Metadata-Version: 2.4
Name: vcti-archive
Version: 1.0.2
Summary: Archive handling for VCollab applications — extract zip/tar.gz archives and stream directories as zip
Author: Visual Collaboration Technologies Inc.
Requires-Python: <3.15,>=3.12
Description-Content-Type: text/markdown
License-File: LICENSE
Provides-Extra: fastapi
Requires-Dist: fastapi; extra == "fastapi"
Provides-Extra: test
Requires-Dist: pytest; extra == "test"
Requires-Dist: pytest-cov; extra == "test"
Requires-Dist: fastapi; extra == "test"
Provides-Extra: lint
Requires-Dist: ruff; extra == "lint"
Dynamic: license-file

# Archive Utilities

## Purpose

Archive handling for VCollab applications -- extract ZIP and TAR.GZ
archives from binary streams and stream directories as ZIP archives
(in-memory or via tempfile).

This package provides two categories of functionality:

- **Extraction** -- Extract ZIP and TAR.GZ archives from any seekable
  binary stream (`BinaryIO`) to a target directory, using either
  in-memory BytesIO (fast, for small files) or temporary file
  (memory-efficient, for large files) strategies.
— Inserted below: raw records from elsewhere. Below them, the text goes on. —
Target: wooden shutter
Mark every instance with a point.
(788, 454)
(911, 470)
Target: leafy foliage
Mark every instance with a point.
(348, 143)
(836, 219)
Includes path
  traversal protection and configurable size/count limits.
- **Streaming** -- Generate ZIP archives from directory contents
  on-the-fly for download responses, with memory-based streaming for
  small directories and tempfile-based streaming for large directories.
  Supports file filtering/exclusion.

### When to use this package

Use `vcti-archive` when your application needs to:

- Accept uploaded ZIP or TAR.GZ files and extract them to disk
- Serve directory contents as downloadable ZIP archives
- Stream large directory archives without loading everything into memory
- Choose between memory-efficient and fast extraction strategies
- Protect against malicious archives (path traversal, zip bombs)

---

## Installation

The package has **zero required dependencies**.  FastAPI integration
is available as an optional extra.

### Without FastAPI (CLI tools, background workers, any framework)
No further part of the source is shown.